About 17 percent of the total land area of Nepal is agricultural land; however, there is great regional variation in its distribution. The Tarai covers only 17%of total land area but comprises 49 percent of total agricultural land. The Hills and Mountains account for 40 percent and 11 percent of agricultural land each. Two thirds of Nepalese depend on agriculture for their livelihood; for these people, land is crucial for access to food, shelter and income. Nearly three and a half million rural people are considered to be food insecure. Some 1.3 million households are landless or land-poor. Geographically, the landless and land-poor are found all across Nepal.

Ownership of agricultural holdings is highly skewed. The top seven percent of households own about 31 percent of agricultural land whereas the bottom 20 percent own about three percent.

Landownership is generally inversely related to poverty and hunger in rural areas. Access to land is essential for the food and nutritional security of a household. From 1996 to 2004, poverty declined at a greater rate with increasing landholding (Figure 5.1). The poorest households in Nepal are those headed by agricultural labourers. The incidence of poverty in this group declined modestly between 1995 (47 percent) and 2004 (43 percent), whereas the national level was reduced from 42 percent to 31 percent over the same period. However, this decline is chiefly accounted for by those self-employed in agriculture (from 43 to 33 percent) as opposed to wage labourers in agriculture (56 to 54 percent), underscoring the importance of land ownership.

Figure 5.1: Poverty incidence and share of poor population by size of landholding, rural Nepal

Land distribution is unequal from the social and gender perspective as well. People from socially and economically disadvantaged groups, women, Dalits, indigenous communities and other vulnerable groups are the most affected by this inequality.

The landless are deprived of some fundamental rights including those to employment, social security, social justice and health. Landlessness itself has been identified as a factor contributing to the conflict and political instability. Land-related cases are typically the largest category of litigations filed in the courts of Nepal.
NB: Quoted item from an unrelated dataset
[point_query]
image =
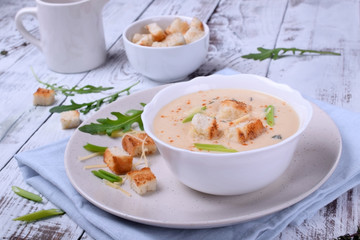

For example, of 94,031 cases filed in 2008/09, 31 percent were land-related. The land reform provisions of the Comprehensive Peace Agreement and Interim Constitution have not yet been implemented in earnest because of a lack of political consensus and commitment.

A weak land administration system further contributes to ineffective implementation of redistribution provisions. The confluence of population growth, legal provisions on inheritance, existing traditions that rule the sharing of parental property and the lack of opportunities outside agriculture have contributed to lowering the size of operational holdings over subsequent generations, and to encroachment of land that is not suitable for cultivation. The latter has resulted in environmental degradation, conflict and localized natural disasters such as landslides.

The government is engaged in the issue of land reform in various ways, including through the constitution-drafting process and discussion of the place of socioeconomic rights in the constitution; through engagement with land rights groups; and through the formation of two key commissions dealing with the issues of land and landlessness.

The Lands Act 1964, which enacted vast, if not always beneficial, changes to the land tenure framework, has been amended 11 times (most recently in 2010) and remains the primary law governing land rights in Nepal today. The Comprehensive Peace Agreement and Interim Constitution refer to engaging in land reform and equitable redistribution. However, the issue of returning seized land and property remains sensitive.